A Midsummer Night’s Dream, by William Shakespeare

Act I

Scene I. Athens. The palace of Theseus.

Enter Theseus, Hippolyta, Philostrate, and Attendants

Theseus Now, fair Hippolyta, our nuptial hour
Draws on apace; four happy days bring in
Another moon: but, O, methinks, how slow
This old moon wanes! she lingers my desires,
Like to a step-dame or a dowager
Long withering out a young man’s revenue.
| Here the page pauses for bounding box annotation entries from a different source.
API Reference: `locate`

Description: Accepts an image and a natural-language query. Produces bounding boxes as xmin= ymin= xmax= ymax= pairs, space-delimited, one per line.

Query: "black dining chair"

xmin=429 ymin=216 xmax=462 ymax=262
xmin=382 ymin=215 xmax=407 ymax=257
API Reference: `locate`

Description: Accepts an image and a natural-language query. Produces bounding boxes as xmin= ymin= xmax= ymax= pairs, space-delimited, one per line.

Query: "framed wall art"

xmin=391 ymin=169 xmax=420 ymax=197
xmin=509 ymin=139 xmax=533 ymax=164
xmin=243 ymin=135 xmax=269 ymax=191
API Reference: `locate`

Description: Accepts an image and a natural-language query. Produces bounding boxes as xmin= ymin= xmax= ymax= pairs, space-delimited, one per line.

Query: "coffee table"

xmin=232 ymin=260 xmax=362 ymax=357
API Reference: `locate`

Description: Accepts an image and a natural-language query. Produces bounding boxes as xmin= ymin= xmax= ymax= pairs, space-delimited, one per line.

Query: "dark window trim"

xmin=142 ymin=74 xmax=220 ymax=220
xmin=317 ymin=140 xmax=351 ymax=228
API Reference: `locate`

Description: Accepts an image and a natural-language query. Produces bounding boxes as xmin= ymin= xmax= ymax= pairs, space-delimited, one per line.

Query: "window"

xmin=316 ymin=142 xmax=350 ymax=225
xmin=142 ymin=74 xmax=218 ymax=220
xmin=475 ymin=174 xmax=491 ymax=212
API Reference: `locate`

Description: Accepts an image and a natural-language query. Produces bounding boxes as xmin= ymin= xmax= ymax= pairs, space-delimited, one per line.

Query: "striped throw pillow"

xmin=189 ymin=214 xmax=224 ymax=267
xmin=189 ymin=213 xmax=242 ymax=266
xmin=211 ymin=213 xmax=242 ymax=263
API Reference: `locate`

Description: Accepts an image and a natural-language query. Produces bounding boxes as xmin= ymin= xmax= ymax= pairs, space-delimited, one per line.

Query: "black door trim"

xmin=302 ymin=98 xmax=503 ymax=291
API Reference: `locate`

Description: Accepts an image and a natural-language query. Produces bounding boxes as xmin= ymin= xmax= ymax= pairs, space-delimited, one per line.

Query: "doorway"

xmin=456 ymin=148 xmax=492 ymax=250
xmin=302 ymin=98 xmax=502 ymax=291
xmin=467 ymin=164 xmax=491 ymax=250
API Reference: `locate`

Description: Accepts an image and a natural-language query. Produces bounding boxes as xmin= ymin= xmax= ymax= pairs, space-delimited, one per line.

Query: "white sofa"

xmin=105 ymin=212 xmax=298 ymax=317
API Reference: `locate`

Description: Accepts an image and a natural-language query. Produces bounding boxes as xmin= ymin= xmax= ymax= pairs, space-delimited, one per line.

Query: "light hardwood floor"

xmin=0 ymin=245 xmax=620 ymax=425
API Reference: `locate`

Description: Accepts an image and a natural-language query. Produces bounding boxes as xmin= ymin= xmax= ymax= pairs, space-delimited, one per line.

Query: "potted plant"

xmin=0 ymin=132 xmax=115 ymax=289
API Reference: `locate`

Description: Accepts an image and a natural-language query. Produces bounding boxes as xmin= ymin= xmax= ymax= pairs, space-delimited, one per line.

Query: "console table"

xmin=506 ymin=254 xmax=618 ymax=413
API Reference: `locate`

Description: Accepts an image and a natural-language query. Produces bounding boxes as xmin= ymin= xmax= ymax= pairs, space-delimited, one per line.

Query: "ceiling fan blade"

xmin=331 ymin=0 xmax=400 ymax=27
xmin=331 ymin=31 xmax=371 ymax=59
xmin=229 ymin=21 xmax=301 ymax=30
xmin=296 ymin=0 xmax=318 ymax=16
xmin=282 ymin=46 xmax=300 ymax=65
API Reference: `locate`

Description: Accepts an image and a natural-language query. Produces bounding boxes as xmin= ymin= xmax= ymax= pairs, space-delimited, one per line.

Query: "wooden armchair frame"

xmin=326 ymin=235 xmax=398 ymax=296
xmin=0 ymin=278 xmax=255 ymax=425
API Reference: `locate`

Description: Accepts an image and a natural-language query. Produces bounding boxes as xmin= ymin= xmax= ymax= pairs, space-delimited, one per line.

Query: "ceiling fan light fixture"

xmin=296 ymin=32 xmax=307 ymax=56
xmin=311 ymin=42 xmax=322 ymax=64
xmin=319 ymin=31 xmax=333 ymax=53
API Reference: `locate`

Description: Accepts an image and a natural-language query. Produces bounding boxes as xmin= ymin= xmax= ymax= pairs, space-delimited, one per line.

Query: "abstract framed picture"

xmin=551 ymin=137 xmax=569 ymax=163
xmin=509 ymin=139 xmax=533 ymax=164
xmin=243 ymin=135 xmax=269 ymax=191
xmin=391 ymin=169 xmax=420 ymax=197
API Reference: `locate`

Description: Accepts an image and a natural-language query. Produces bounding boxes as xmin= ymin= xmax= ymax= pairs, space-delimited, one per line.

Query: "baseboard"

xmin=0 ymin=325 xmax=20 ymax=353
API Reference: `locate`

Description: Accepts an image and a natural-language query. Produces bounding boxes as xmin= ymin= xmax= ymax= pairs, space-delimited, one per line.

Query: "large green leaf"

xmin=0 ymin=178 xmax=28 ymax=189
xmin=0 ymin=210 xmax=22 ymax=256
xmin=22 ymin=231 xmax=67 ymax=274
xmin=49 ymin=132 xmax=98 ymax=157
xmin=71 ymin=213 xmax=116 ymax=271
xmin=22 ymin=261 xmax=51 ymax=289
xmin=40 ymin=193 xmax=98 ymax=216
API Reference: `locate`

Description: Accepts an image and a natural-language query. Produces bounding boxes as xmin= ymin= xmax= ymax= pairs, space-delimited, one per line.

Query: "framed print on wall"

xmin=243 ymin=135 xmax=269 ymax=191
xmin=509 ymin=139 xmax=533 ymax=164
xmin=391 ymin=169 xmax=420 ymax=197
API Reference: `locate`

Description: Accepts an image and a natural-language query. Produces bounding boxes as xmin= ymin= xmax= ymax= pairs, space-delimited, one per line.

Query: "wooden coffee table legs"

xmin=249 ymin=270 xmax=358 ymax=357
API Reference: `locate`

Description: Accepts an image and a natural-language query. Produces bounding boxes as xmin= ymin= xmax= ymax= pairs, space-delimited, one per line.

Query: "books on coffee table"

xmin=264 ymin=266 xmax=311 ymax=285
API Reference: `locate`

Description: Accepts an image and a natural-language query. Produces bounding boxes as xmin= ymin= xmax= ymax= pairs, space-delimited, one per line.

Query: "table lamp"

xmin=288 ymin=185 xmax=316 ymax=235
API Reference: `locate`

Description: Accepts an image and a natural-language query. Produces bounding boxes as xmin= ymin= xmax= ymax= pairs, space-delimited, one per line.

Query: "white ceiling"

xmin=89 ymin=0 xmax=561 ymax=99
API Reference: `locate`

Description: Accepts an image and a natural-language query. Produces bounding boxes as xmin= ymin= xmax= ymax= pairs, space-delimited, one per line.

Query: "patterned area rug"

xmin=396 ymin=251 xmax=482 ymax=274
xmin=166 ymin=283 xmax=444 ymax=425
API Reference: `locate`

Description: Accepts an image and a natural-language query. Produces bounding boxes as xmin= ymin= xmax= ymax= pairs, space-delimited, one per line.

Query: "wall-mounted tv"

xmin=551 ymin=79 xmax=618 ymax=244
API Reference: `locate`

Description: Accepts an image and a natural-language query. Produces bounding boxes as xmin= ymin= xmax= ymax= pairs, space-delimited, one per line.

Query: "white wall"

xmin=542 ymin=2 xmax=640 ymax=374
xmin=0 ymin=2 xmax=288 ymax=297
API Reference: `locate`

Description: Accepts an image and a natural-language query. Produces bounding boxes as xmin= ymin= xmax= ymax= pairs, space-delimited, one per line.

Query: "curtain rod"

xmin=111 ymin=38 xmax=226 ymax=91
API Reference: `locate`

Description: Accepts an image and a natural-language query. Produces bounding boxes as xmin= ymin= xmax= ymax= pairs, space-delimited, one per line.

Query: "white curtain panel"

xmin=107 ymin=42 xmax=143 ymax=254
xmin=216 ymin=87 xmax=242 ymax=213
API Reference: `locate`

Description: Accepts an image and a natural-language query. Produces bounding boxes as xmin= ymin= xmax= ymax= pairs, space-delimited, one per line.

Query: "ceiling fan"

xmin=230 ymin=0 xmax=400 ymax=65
Hippolyta Four days will quickly steep themselves in night;
Four nights will quickly dream away the time;
And then the moon, like to a silver bow
New-bent in heaven, shall behold the night
Of our solemnities.

Theseus Go, Philostrate,
Stir up the Athenian youth to merriments;
Awake the pert and nimble spirit of mirth;
Turn melancholy forth to funerals;
The pale companion is not for our pomp.

Exit Philostrate

Hippolyta, I woo’d thee with my sword,
And won thy love, doing thee injuries;
But I will wed thee in another key,
With pomp, with triumph and with revelling.
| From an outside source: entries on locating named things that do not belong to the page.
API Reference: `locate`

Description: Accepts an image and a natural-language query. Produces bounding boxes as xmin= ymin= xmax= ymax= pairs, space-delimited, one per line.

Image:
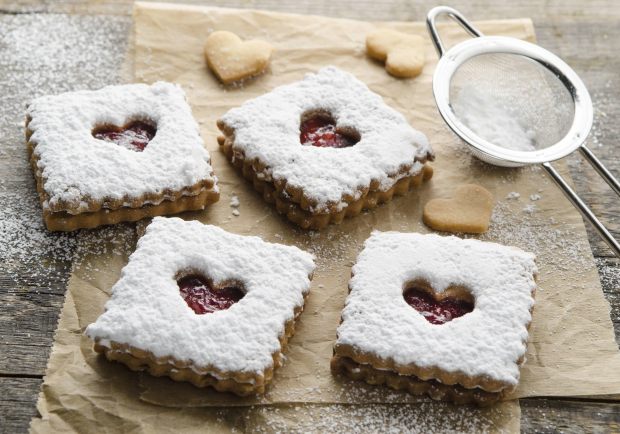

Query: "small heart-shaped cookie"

xmin=423 ymin=184 xmax=495 ymax=234
xmin=366 ymin=29 xmax=426 ymax=78
xmin=205 ymin=31 xmax=273 ymax=84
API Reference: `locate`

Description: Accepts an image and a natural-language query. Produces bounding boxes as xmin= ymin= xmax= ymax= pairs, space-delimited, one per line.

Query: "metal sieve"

xmin=426 ymin=6 xmax=620 ymax=257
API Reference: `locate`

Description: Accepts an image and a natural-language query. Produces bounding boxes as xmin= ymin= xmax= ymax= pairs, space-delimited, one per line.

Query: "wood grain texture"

xmin=0 ymin=0 xmax=620 ymax=433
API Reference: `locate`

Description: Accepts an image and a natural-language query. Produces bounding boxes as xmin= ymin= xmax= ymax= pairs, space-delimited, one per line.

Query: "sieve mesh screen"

xmin=450 ymin=53 xmax=575 ymax=151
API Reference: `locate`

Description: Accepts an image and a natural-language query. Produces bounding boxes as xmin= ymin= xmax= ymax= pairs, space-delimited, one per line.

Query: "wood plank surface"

xmin=0 ymin=0 xmax=620 ymax=433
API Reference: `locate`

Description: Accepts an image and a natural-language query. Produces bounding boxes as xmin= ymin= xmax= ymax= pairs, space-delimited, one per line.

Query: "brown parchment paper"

xmin=32 ymin=3 xmax=620 ymax=431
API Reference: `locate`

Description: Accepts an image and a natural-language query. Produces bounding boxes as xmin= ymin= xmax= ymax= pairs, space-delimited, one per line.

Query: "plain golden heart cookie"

xmin=205 ymin=31 xmax=273 ymax=84
xmin=422 ymin=184 xmax=495 ymax=234
xmin=366 ymin=30 xmax=426 ymax=78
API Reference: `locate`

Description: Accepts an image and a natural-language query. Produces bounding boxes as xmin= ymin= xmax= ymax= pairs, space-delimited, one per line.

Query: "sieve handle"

xmin=579 ymin=145 xmax=620 ymax=195
xmin=426 ymin=6 xmax=482 ymax=57
xmin=543 ymin=163 xmax=620 ymax=257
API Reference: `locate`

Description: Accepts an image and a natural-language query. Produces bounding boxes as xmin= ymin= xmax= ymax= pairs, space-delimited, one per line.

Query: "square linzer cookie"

xmin=26 ymin=82 xmax=219 ymax=231
xmin=331 ymin=232 xmax=537 ymax=405
xmin=218 ymin=66 xmax=433 ymax=229
xmin=85 ymin=217 xmax=315 ymax=395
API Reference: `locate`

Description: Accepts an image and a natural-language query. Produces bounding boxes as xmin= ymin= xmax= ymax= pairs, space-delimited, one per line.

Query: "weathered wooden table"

xmin=0 ymin=0 xmax=620 ymax=433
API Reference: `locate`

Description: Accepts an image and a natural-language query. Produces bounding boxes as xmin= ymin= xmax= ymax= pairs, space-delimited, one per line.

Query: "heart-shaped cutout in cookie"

xmin=93 ymin=121 xmax=157 ymax=152
xmin=403 ymin=282 xmax=474 ymax=324
xmin=205 ymin=31 xmax=273 ymax=84
xmin=177 ymin=274 xmax=245 ymax=315
xmin=366 ymin=29 xmax=426 ymax=78
xmin=423 ymin=184 xmax=495 ymax=234
xmin=299 ymin=111 xmax=360 ymax=148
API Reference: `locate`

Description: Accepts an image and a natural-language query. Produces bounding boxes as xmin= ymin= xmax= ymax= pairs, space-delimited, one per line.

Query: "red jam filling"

xmin=177 ymin=275 xmax=245 ymax=315
xmin=93 ymin=121 xmax=157 ymax=152
xmin=403 ymin=286 xmax=474 ymax=324
xmin=299 ymin=116 xmax=356 ymax=148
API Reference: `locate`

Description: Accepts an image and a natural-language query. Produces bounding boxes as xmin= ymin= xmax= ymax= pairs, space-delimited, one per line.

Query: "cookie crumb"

xmin=230 ymin=193 xmax=240 ymax=208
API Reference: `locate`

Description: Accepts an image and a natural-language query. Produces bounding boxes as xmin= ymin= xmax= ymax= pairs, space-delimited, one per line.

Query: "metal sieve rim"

xmin=433 ymin=36 xmax=594 ymax=167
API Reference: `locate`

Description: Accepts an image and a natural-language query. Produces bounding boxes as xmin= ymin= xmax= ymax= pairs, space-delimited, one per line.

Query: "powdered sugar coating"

xmin=337 ymin=232 xmax=537 ymax=387
xmin=28 ymin=82 xmax=215 ymax=212
xmin=221 ymin=66 xmax=432 ymax=210
xmin=86 ymin=217 xmax=315 ymax=373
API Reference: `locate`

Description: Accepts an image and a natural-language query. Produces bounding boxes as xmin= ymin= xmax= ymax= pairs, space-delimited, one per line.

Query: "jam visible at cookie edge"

xmin=299 ymin=115 xmax=359 ymax=148
xmin=93 ymin=121 xmax=157 ymax=152
xmin=403 ymin=286 xmax=474 ymax=324
xmin=177 ymin=274 xmax=245 ymax=315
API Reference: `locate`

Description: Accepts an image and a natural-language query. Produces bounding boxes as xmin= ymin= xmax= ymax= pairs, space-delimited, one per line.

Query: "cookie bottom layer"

xmin=331 ymin=355 xmax=502 ymax=406
xmin=94 ymin=300 xmax=303 ymax=396
xmin=43 ymin=189 xmax=220 ymax=231
xmin=218 ymin=136 xmax=433 ymax=230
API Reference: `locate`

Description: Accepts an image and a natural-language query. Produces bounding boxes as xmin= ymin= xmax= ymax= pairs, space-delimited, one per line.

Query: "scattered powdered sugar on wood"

xmin=480 ymin=202 xmax=593 ymax=271
xmin=244 ymin=401 xmax=507 ymax=434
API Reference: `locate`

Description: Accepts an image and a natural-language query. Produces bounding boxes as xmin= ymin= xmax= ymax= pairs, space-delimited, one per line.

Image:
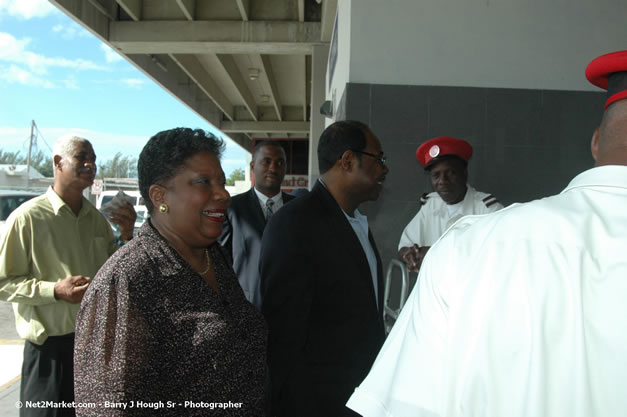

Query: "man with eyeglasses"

xmin=398 ymin=136 xmax=503 ymax=272
xmin=259 ymin=120 xmax=388 ymax=417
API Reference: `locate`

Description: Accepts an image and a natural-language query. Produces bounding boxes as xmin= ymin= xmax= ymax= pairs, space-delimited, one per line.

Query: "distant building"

xmin=0 ymin=164 xmax=53 ymax=190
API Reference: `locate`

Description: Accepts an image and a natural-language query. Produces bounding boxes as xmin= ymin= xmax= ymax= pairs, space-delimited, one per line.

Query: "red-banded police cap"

xmin=416 ymin=136 xmax=472 ymax=168
xmin=586 ymin=51 xmax=627 ymax=109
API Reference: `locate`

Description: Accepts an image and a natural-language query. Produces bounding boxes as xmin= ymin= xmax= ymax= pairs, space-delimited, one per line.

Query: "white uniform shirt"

xmin=398 ymin=184 xmax=503 ymax=250
xmin=348 ymin=166 xmax=627 ymax=417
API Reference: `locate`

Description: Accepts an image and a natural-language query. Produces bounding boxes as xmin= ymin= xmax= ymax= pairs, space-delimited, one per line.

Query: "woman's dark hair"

xmin=318 ymin=120 xmax=370 ymax=174
xmin=137 ymin=127 xmax=225 ymax=213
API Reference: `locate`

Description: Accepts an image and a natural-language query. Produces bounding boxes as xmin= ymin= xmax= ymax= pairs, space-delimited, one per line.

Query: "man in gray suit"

xmin=218 ymin=141 xmax=294 ymax=308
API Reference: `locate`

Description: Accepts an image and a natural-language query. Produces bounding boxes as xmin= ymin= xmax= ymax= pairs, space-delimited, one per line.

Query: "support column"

xmin=309 ymin=45 xmax=329 ymax=185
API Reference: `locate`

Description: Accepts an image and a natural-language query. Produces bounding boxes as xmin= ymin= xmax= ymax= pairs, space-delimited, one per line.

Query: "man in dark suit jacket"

xmin=218 ymin=141 xmax=294 ymax=308
xmin=259 ymin=121 xmax=388 ymax=417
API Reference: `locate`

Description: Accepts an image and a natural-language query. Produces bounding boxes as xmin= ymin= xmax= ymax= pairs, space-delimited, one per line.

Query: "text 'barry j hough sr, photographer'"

xmin=15 ymin=400 xmax=243 ymax=410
Enter Egeus, Hermia, Lysander, and Demetrius

Egeus Happy be Theseus, our renowned duke!

Theseus Thanks, good Egeus: what’s the news with thee?

Egeus Full of vexation come I, with complaint
Against my child, my daughter Hermia.
Stand forth, Demetrius. My noble lord,
This man hath my consent to marry her.
Stand forth, Lysander: and my gracious duke,
This man hath bewitch’d the bosom of my child;
Thou, thou, Lysander, thou hast given her rhymes,
And interchanged love-tokens with my child:
Thou hast by moonlight at her window sung,
With feigning voice verses of feigning love,
And stolen the impression of her fantasy
With bracelets of thy hair, rings, gawds, conceits,
Knacks, trifles, nosegays, sweetmeats, messengers
Of strong prevailment in unharden’d youth:
With cunning hast thou filch’d my daughter’s heart,
Turn’d her obedience, which is due to me,
To stubborn harshness: and, my gracious duke,
Be it so she will not here before your grace
Consent to marry with Demetrius,
I beg the ancient privilege of Athens,
As she is mine, I may dispose of her:
Which shall be either to this gentleman
Or to her death, according to our law
Immediately provided in that case.

Theseus What say you, Hermia? be advised fair maid:
To you your father should be as a god;
One that composed your beauties, yea, and one
To whom you are but as a form in wax
By him imprinted and within his power
To leave the figure or disfigure it.
Demetrius is a worthy gentleman.

Hermia So is Lysander.

Theseus   In himself he is;
But in this kind, wanting your father’s voice,
The other must be held the worthier.

Hermia I would my father look’d but with my eyes.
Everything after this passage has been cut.